Gmail doesn’t pay attention to full stops in email addresses. That is, alicebob@gmail.com is the same address as alice.bob@gmail.com. This was reported ages ago and has been the subject of a lot of discussion, because it seemed like a bug – why would you want to get email that’s not addressed exactly to you?
At least one other person bearing my name has signed up for a Gmail account. Not an unreasonable thing for them to do. They no doubt got through the sign-up process with few problems and managed to create a Gmail account.
Or at least, they think they did. Unfortunately, they also think their email address is the same as mine (albeit with a full stop in the middle of it somewhere). Not a real drama, until they start giving that email address out to friends and family and using it for things like hotel reservations and business.
After all my time on the Internet, I’m long accustomed to getting email that I don’t want. I get literally hundreds of spams a day to my work and personal addresses that I ignore more or less completely.

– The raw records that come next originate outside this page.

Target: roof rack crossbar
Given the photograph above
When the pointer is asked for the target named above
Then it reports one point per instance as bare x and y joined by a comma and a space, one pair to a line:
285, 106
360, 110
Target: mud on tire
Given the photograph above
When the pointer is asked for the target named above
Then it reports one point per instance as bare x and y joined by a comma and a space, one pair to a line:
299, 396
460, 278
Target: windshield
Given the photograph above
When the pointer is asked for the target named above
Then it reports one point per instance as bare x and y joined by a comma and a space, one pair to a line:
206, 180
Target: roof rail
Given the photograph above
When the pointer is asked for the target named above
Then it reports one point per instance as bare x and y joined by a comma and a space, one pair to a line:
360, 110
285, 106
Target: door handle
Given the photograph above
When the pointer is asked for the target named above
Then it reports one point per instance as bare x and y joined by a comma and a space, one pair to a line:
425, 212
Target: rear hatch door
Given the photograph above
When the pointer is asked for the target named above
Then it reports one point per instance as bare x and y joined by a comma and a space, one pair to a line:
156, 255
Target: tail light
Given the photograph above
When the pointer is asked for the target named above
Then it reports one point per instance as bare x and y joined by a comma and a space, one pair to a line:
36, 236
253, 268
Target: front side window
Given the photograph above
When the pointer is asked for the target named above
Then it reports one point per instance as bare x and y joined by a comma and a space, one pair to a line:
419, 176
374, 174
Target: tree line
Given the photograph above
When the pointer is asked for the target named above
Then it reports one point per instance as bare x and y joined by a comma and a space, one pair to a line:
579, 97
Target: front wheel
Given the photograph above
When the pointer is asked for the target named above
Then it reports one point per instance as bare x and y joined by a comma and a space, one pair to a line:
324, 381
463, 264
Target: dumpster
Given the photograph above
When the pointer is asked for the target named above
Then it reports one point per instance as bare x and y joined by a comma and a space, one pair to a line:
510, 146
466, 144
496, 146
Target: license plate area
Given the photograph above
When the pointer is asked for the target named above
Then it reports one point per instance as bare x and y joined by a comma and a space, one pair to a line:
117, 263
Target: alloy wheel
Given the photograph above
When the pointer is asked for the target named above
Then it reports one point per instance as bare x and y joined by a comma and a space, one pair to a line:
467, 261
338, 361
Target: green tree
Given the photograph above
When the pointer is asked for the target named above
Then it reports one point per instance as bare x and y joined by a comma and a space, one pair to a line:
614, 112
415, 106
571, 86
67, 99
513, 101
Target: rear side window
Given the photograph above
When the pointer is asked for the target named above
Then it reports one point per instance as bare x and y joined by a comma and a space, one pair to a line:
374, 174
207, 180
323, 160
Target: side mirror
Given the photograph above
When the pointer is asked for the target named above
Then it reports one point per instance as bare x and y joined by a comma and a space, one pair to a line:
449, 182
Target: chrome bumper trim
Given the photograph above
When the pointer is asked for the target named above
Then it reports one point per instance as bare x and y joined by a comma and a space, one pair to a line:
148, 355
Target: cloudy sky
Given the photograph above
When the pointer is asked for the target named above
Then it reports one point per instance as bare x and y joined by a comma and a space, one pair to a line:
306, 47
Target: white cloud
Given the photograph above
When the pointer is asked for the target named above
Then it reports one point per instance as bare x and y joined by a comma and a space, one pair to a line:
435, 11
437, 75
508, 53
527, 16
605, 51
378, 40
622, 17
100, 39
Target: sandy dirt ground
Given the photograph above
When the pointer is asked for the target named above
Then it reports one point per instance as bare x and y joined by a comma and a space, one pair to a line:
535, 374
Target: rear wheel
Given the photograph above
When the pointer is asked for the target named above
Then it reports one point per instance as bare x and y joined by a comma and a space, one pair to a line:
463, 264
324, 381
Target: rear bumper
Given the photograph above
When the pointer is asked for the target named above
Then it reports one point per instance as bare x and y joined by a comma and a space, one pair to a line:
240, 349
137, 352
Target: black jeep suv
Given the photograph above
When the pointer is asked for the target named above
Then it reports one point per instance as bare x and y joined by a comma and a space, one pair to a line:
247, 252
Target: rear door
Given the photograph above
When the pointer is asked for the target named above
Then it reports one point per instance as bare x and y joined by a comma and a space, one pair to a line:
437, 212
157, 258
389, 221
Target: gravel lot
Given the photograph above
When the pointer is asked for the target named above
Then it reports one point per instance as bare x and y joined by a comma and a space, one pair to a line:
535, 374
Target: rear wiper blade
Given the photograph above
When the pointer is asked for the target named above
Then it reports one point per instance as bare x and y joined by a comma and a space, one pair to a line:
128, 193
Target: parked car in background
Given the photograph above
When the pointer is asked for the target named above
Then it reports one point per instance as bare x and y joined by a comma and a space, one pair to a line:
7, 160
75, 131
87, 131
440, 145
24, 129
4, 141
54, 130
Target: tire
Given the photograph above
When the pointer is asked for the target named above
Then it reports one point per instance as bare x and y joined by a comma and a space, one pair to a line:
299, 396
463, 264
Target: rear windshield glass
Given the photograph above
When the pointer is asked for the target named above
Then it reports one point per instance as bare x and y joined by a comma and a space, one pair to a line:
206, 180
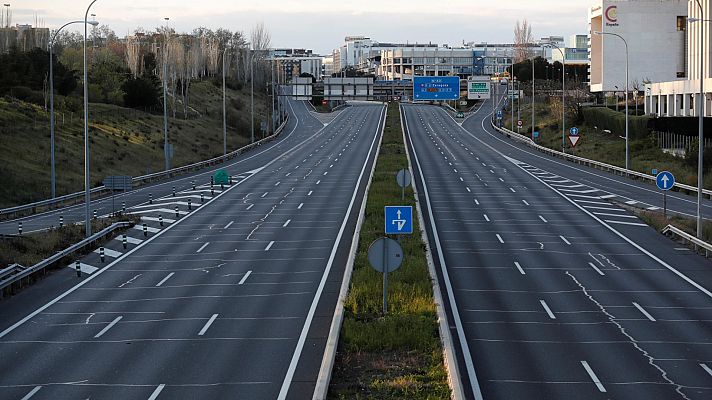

However, emails like this tend to bust through my spam filter, because they’re often very similar to actual emails that I’d get myself. They’re definitely not spam, but they’re definitely emails that shouldn’t have made their way into my inbox.
I go to pains to NOT read these emails, and almost always hit reply to let the sender know (after a quick check to make sure they’re not spam that crept through) that their email was misdirected. When its a personal email or something from a business contact, I usually get a reply thanking me. But when its an automated email from a mailing list or some other non-human sending process, I’m a little bit torn about what to do.
I don’t really want to get any more emails from here, but often my only recourse from an automated email is to click a link in it that takes me to some sort of online profile, helpfully logging me in to someone else’s account. While there’s probably no real damage I could do (I’m sure, for example, that I couldn’t get my alternate namesake’s credit card details), if I was a little more malicious I could probably at least make his life a little uncomfortable or embarrassing.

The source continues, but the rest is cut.